1. The claim of this case is dismissed.

2. The costs of lawsuit shall be borne by the Plaintiff.

Reasons

1. Basic facts

A. From the time of establishment of the Defendant, the Plaintiff is a shareholder holding 14,000 shares (total shares 40,000 shares) issued by the Defendant Company from the time of its establishment to the date. The Plaintiff was dismissed from the representative director on December 4, 2012 and retired from the company director on April 27, 2013. 2) Around March 25, 2016, the Plaintiff was a shareholder of the Defendant as the Plaintiff, C (14,00 shares), D (6,00 shares), E (6,00 shares), and at the time D was a defendant representative director and internal director, C was a director, and E was an internal director, respectively.

From now on, there is no change in the current status of shareholders.

B. On March 25, 2016, the Defendant held a regular general meeting of shareholders on March 25, 2016, and C, D, and E among four shareholders were present.

At the time, D, which was the defendant representative director, presented each agenda listed in paragraph (1) of the list (attached Form).
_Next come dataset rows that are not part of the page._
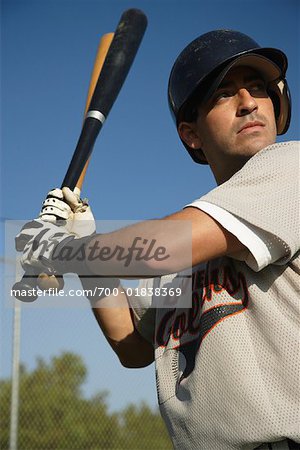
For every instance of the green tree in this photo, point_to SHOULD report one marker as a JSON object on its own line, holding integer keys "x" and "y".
{"x": 54, "y": 415}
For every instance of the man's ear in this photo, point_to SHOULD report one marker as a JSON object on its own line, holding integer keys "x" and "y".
{"x": 187, "y": 132}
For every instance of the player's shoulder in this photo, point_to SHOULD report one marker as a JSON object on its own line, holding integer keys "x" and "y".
{"x": 279, "y": 158}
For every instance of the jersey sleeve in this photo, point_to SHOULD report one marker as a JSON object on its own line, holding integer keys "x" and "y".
{"x": 260, "y": 206}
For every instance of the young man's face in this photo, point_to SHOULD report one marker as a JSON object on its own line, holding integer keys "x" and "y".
{"x": 237, "y": 122}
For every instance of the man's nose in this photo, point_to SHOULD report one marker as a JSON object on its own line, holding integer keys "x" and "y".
{"x": 246, "y": 103}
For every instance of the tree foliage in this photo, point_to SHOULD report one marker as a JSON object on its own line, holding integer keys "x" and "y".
{"x": 54, "y": 415}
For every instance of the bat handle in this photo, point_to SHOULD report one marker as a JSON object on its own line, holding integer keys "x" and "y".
{"x": 26, "y": 289}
The shareholders present a resolution that they approved the report of settlement of accounts in 2015 with the consent of all of the shareholders. ② D, the defendant representative director, the director director, the director director, and the director of the company; ② D, the director of the company, the director of the company, the director of the company, and the director of the company, appointed D, and C, the terminated term of office of which was transferred to the auditor.

C. On March 31, 2017, the Defendant held a regular general meeting of shareholders on March 31, 2017, and four shareholders including the Plaintiff were present.

At the time, D, the representative director of the defendant, presented each agenda listed in paragraph 2 of the list, and D, C, and E, other than the plaintiff, made a resolution by exercising voting rights to approve the statement of financial position and profit and loss for 2016 and the settlement of retained earnings.

Article 22 (Convocation) (1) The regular general meeting of shareholders of this company shall be convened within three months following the end of the business year, and the temporary general meeting of shareholders shall be convened whenever necessary.

(2) A general meeting shall be convened.